Nascida em Minas Gerais, Nilta se mudou para São Paulo aos 17 anos. Já nutria admiração pela profissão de cabeleireira (quando criança, transformava as mechas de suas bonecas) e resolveu investir em um curso de especialização. Atendeu em casa até abrir seu próprio salão, na Vila Medeiros, na Zona Norte, em 1963. Nessa época, era moda exibir-se por aí com penteados sintéticos. Nilta não quis ficar de fora e produziu um modelo para uso próprio, porém feito com fios naturais. A clientela, que engordava a cada dia, gostou do resultado e fez encomendas.
Então Nilta passou a comercializar as perucas, que construíram sua fama e hoje custam entre 1.200 e 10 mil reais.

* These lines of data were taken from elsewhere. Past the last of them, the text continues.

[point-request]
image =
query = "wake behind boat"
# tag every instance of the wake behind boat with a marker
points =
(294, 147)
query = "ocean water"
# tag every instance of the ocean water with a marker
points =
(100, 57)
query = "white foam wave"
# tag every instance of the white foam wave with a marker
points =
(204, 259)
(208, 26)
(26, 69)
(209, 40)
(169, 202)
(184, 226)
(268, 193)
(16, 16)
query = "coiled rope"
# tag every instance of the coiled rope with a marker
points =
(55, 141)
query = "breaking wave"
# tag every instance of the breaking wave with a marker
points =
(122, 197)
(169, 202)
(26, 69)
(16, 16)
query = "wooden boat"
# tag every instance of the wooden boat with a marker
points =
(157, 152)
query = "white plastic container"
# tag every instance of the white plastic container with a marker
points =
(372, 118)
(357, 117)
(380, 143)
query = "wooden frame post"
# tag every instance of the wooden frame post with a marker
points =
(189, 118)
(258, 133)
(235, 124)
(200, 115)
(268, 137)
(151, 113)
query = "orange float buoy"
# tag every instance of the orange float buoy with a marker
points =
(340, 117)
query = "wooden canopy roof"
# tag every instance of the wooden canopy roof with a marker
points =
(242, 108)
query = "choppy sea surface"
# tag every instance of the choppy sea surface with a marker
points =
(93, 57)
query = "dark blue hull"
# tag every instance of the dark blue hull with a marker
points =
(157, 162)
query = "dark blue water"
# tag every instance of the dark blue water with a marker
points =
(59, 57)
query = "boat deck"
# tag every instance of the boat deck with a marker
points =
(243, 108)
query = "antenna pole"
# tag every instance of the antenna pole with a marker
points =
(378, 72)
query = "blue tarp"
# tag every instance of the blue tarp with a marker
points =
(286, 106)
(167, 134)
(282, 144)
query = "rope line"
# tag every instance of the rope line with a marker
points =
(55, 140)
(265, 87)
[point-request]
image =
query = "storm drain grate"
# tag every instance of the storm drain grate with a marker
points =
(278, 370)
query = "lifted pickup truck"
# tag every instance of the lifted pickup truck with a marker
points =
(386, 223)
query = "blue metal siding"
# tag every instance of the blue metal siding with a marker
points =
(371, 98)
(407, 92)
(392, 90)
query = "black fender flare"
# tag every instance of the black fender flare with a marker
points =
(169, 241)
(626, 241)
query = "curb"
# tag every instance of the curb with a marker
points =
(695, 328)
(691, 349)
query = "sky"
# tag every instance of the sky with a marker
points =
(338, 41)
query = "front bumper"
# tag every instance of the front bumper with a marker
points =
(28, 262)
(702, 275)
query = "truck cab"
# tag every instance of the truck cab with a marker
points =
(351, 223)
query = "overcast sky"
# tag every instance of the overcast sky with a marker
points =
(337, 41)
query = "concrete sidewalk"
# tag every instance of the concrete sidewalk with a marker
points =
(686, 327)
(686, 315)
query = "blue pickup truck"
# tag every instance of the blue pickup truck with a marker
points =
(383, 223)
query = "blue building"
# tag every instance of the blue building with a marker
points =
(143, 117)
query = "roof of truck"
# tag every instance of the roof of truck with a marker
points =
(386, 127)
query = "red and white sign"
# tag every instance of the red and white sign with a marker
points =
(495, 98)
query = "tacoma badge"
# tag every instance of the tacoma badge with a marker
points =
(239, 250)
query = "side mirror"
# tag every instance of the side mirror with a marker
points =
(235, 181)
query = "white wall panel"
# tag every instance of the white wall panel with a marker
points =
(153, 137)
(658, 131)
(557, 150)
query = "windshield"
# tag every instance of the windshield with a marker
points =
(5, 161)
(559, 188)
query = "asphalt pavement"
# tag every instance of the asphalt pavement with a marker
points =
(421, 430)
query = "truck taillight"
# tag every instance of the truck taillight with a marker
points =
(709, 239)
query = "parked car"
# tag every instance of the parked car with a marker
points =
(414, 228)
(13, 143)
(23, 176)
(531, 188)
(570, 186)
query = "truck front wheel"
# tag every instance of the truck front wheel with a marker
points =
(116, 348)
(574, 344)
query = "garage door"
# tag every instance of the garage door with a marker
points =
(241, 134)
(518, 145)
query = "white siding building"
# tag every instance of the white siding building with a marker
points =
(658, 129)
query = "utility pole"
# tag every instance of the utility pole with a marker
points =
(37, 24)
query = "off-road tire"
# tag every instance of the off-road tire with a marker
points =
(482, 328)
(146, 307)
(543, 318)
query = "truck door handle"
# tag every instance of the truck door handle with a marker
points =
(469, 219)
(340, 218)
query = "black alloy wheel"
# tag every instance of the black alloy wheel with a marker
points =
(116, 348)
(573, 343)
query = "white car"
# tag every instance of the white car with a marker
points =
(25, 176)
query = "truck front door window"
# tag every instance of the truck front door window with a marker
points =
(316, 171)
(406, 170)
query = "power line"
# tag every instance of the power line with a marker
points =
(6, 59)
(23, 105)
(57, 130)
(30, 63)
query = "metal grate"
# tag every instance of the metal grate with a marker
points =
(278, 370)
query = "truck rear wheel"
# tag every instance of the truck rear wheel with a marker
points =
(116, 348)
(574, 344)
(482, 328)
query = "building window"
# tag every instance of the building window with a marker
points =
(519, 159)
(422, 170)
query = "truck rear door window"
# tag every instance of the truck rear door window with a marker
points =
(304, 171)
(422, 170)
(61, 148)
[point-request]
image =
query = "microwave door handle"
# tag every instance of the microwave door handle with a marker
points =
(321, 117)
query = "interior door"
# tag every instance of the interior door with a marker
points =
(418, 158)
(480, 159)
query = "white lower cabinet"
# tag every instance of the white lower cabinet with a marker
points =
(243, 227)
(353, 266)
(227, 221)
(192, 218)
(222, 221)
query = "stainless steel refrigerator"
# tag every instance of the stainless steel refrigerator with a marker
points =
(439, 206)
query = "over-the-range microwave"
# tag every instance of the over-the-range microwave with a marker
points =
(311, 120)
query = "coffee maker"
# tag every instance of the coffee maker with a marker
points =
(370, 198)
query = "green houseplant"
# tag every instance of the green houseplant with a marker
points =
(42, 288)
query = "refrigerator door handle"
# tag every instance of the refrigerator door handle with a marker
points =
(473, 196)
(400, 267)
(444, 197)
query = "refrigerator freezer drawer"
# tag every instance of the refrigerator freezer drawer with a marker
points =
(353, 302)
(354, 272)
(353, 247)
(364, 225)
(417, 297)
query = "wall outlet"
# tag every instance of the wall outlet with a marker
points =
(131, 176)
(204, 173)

Montou uma escola de profissionais de beleza no Belém, na Zona Leste e, em 1991, chegou ao ponto atual, na Rua Augusta. De início, ocupava os 300 metros quadrados nos fundos do estabelecimento. Agora, é dona de todo o prédio, de 2 mil metros quadrados, onde trabalham 48 funcionários.
Pela área privativa passam por dia cerca de dez mulheres e homens (que representam 10% do movimento). Parte das freguesas são judias ortodoxas, que, depois de casadas, usam uma cabeleira postiça, aprovada por rabinos, que só pode ser retirada na intimidade, diante do marido.
Aos 75 anos, Nilta comanda ainda sua própria manufatura, como itens costurados a máquina e a mão, que depois são lavados com desinfetante e água fervente. “No início, eu pegava meu Fusquinha e viajava pelo país em busca das melhores madeixas”, conta. Atualmente, ela as compra, em pacotes de 50 quilos, dos chamados “viajantes”, que rodam o Brasil, principalmente a Região Sul, para encontrar fios virgens, ou seja, que não tenham passado por processo químico.
Mas há ainda as pessoas que batem a sua porta oferecendo a cabeleira — nesse caso, recebem de 200 a 1.200 reais por pelo menos 40 centímetros de fios. Os mais valorizados são os compridos de cor clara. Com cerca de 120 modelos à venda, ela anda antenada com as tendências do momento. Oferece peças inspiradas nas mechas de Ana Maria Braga, Marilyn Monroe e da delegada Helô, papel de Giovanna Antonelli na novela Salve Jorge.
Elas duram um ano e devem ser higienizadas no salão mensalmente. O talento de Nilta fez com que ela fosse requisitada por famosos. Entre os nomes que investem em apliques e franjas falsas (a onda do momento) para teatro e cinema estão Regina Duarte, Xuxa e Luana Piovani. Hebe Camargo e Ana Maria Braga compraram lá suas perucas quando tiveram câncer.
Hoje em dia, Nilta fica mais na supervisão da empresa. Corta o cabelo das clientes antigas e dá palpites sobre os novos modelos. Sua filha Roseli e as netas Priscila e Patricia administram os negócios. “Enquanto Deus me der força, seguirei aqui”, diz ela, católica devota. “O próximo passo será exportar nossos produtos.”